I then went on Facebook and called out everyone to test this issue for me. In all I had approximately 15 FiOS users from 3 states and 2-3 DSL users run the same test. Of the FiOS users, all of them were unable to get to any of the IP addresses listed above. The traffic died at the first hop and that first hop always ended with verizon-gni.net
Among the Verizon DSL users, one reported the same issue while the other two were fine, leading me to believe this is still rolling out to DSL users.
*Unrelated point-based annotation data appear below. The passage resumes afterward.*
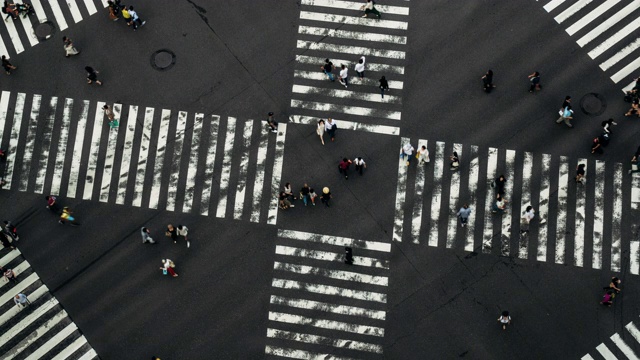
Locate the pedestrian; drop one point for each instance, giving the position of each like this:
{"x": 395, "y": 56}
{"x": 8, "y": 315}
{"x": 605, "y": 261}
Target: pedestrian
{"x": 344, "y": 75}
{"x": 360, "y": 67}
{"x": 168, "y": 267}
{"x": 304, "y": 193}
{"x": 172, "y": 233}
{"x": 328, "y": 69}
{"x": 504, "y": 319}
{"x": 455, "y": 161}
{"x": 271, "y": 122}
{"x": 580, "y": 173}
{"x": 534, "y": 79}
{"x": 606, "y": 125}
{"x": 360, "y": 164}
{"x": 68, "y": 47}
{"x": 183, "y": 231}
{"x": 464, "y": 214}
{"x": 423, "y": 155}
{"x": 7, "y": 65}
{"x": 320, "y": 130}
{"x": 330, "y": 126}
{"x": 529, "y": 214}
{"x": 369, "y": 7}
{"x": 384, "y": 86}
{"x": 348, "y": 255}
{"x": 326, "y": 196}
{"x": 406, "y": 153}
{"x": 146, "y": 235}
{"x": 343, "y": 167}
{"x": 487, "y": 81}
{"x": 135, "y": 19}
{"x": 21, "y": 300}
{"x": 92, "y": 75}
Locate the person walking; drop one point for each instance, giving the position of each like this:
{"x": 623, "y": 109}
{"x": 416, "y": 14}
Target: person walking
{"x": 368, "y": 8}
{"x": 320, "y": 130}
{"x": 7, "y": 65}
{"x": 146, "y": 235}
{"x": 21, "y": 300}
{"x": 168, "y": 267}
{"x": 504, "y": 319}
{"x": 464, "y": 214}
{"x": 360, "y": 67}
{"x": 326, "y": 196}
{"x": 92, "y": 75}
{"x": 344, "y": 75}
{"x": 343, "y": 167}
{"x": 69, "y": 49}
{"x": 534, "y": 79}
{"x": 384, "y": 86}
{"x": 183, "y": 231}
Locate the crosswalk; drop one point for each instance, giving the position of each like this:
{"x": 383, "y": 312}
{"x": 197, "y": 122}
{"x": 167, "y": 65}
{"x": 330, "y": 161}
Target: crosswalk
{"x": 13, "y": 40}
{"x": 321, "y": 307}
{"x": 42, "y": 329}
{"x": 578, "y": 224}
{"x": 66, "y": 148}
{"x": 607, "y": 30}
{"x": 622, "y": 343}
{"x": 334, "y": 29}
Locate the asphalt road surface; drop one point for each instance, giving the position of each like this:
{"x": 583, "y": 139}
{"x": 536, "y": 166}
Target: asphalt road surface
{"x": 191, "y": 148}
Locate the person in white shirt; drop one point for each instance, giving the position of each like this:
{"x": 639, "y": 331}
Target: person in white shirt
{"x": 360, "y": 67}
{"x": 344, "y": 76}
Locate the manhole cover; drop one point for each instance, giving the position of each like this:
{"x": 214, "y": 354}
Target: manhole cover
{"x": 163, "y": 59}
{"x": 593, "y": 104}
{"x": 44, "y": 30}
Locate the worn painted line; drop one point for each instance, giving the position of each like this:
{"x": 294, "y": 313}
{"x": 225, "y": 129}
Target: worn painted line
{"x": 326, "y": 324}
{"x": 543, "y": 208}
{"x": 277, "y": 173}
{"x": 334, "y": 240}
{"x": 190, "y": 186}
{"x": 353, "y": 20}
{"x": 258, "y": 183}
{"x": 454, "y": 197}
{"x": 14, "y": 140}
{"x": 161, "y": 149}
{"x": 226, "y": 168}
{"x": 328, "y": 307}
{"x": 561, "y": 217}
{"x": 30, "y": 142}
{"x": 331, "y": 256}
{"x": 329, "y": 290}
{"x": 209, "y": 164}
{"x": 241, "y": 187}
{"x": 332, "y": 274}
{"x": 143, "y": 156}
{"x": 125, "y": 164}
{"x": 418, "y": 198}
{"x": 62, "y": 146}
{"x": 324, "y": 341}
{"x": 178, "y": 144}
{"x": 74, "y": 173}
{"x": 94, "y": 152}
{"x": 436, "y": 193}
{"x": 319, "y": 61}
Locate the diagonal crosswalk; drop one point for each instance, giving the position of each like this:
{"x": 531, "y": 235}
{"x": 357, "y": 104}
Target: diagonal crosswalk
{"x": 607, "y": 30}
{"x": 40, "y": 330}
{"x": 68, "y": 149}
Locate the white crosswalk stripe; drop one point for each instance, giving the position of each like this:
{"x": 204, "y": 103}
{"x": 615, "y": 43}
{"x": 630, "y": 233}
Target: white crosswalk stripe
{"x": 41, "y": 329}
{"x": 589, "y": 20}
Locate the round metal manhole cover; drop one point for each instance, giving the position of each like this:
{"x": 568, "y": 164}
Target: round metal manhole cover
{"x": 163, "y": 59}
{"x": 593, "y": 104}
{"x": 44, "y": 30}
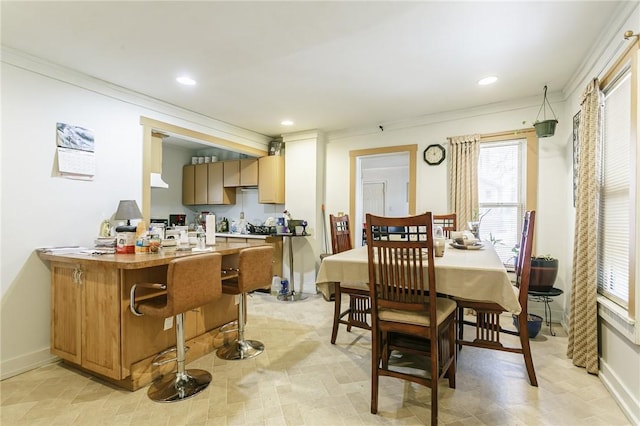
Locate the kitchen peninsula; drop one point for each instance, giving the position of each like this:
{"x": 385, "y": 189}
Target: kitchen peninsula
{"x": 93, "y": 329}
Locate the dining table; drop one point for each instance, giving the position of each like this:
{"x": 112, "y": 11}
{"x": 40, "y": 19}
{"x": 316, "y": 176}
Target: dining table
{"x": 470, "y": 273}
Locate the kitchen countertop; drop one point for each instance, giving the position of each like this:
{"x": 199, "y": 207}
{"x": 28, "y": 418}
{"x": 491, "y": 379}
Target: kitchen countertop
{"x": 237, "y": 235}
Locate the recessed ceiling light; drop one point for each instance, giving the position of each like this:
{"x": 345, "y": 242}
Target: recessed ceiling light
{"x": 488, "y": 80}
{"x": 186, "y": 80}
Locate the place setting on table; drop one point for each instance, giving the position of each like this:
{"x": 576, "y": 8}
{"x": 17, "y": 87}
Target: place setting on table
{"x": 474, "y": 272}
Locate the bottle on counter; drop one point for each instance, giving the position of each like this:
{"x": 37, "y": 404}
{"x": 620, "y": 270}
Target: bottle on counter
{"x": 200, "y": 235}
{"x": 284, "y": 287}
{"x": 275, "y": 285}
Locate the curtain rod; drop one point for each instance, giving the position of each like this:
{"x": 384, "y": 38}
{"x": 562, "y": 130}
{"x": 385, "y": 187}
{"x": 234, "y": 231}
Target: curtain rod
{"x": 616, "y": 52}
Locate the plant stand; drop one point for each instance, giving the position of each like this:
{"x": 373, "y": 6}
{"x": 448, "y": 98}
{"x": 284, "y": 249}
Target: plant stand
{"x": 546, "y": 298}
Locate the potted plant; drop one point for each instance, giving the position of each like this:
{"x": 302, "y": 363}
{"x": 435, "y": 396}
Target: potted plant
{"x": 545, "y": 127}
{"x": 544, "y": 270}
{"x": 534, "y": 324}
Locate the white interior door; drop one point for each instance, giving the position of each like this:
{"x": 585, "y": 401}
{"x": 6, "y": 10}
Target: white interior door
{"x": 373, "y": 199}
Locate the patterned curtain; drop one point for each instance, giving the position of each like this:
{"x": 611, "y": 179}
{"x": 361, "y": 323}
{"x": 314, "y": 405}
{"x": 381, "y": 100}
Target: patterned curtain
{"x": 583, "y": 310}
{"x": 463, "y": 177}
So where does this leave us? Well it’s clear that Verizon is censoring the internet and this probably isn’t the first time they have done it either. I figured it was an effort in futility but I called FiOS support to ask them about this and got nowhere. Eventually I spoke to a “tier 2 network admin” who assured me “Verizon provides an unrestricted connection to the internet with the exception of port 25 outbound for non-business customers” Funny, when I tested I found that static IP business FiOS customers are censored as well.
SHAME ON YOU VERIZON. We pay you to provide a service, not dictate what we can and cannot view online. Operation Payback is a real problem, however you have no right to simply deny users from accessing any information related to it without their knowledge, and then dney that you are doing so! Your job is to provide a service. As a user of you service, (if I’d want to) I have the right to be an idiot, perform illegal activities online, and then you have the right to suspend my account. That’s how every other ISP does it. What your essentially doing is proactively treating us all like service violators and babies who cant handle the “whole internet”
I encourage everyone to make this as public as possible. Post this on Facebook and Twitter. Spread the word. Make this a PR nightmare for Verizon. This is a slippery slope. Whats to stop a Verizon network administrator from denying any of us access to another part of the internet? Think about it!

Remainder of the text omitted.